Maximal and maximum induced matchings in connected graphs

An induced matching is defined as a set of edges whose end-vertices induce a subgraph that is 1-regular. Building upon the work of Gupta et al. (2012) [11] and Basavaraju et al. (2016) [1], who determined the maximum number of maximal induced matchings in general and triangle-free graphs respectively, this paper extends their findings to connected graphs with n vertices.

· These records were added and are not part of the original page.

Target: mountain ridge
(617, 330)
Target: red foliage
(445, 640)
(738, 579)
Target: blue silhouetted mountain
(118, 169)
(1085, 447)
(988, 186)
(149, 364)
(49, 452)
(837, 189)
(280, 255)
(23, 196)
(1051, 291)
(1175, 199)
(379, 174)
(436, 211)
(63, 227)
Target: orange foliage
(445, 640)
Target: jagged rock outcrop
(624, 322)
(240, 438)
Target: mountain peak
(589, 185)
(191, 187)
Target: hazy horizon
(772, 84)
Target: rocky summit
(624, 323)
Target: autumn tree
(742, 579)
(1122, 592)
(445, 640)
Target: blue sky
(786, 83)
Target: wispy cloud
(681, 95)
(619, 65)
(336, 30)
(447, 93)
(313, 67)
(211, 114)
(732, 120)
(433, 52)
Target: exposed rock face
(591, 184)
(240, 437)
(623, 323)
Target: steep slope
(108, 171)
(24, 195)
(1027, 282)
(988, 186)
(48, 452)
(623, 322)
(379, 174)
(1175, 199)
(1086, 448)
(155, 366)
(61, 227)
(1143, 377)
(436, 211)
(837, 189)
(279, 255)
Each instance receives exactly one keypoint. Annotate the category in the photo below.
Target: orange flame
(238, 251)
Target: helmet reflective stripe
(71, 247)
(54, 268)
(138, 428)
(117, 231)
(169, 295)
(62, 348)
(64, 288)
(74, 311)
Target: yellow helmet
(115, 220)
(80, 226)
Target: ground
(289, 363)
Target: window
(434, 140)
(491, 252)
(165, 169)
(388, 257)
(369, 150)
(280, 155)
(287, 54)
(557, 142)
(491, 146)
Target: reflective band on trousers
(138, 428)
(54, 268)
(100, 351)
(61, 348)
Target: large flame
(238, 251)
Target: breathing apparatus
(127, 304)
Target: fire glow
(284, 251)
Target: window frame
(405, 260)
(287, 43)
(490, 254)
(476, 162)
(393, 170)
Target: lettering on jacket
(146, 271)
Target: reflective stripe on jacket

We establish a tight upper bound on the number of maximal and maximum induced matchings, as detailed below:$\{\begin{array}{cc}\left(\begin{array}{c}n\\ 2\end{array}\right)& \mathrm{if}1\le n\le 8;\\ \left(\begin{array}{c}\lfloor \frac{n}{2}\rfloor \\ 2\end{array}\right)\cdot \left(\begin{array}{c}\lceil \frac{n}{2}\rceil \\ 2\end{array}\right)-(\lfloor \frac{n}{2}\rfloor -1)\cdot (\lceil \frac{n}{2}\rceil -1)+1& \mathrm{if}9\le n\le 13;\\ {10}^{\frac{n-1}{5}}+\frac{n+144}{30}\cdot 6^{\frac{n-6}{5}}& \mathrm{if}14\le n\le 30;\\ {10}^{\frac{n-1}{5}}+\frac{n-1}{5}\cdot 6^{\frac{n-6}{5}}& \mathrm{if}n\ge 31.\end{array}$ This result not only provides a theoretical upper bound but also implies a practical algorithmic application: enumerating all maximal induced matchings of an n-vertex connected graph in time $O\left({1.5849}^n\right)$. Additionally, our work offers an estimate for the number of maximal dissociation sets in connected graphs with n vertices.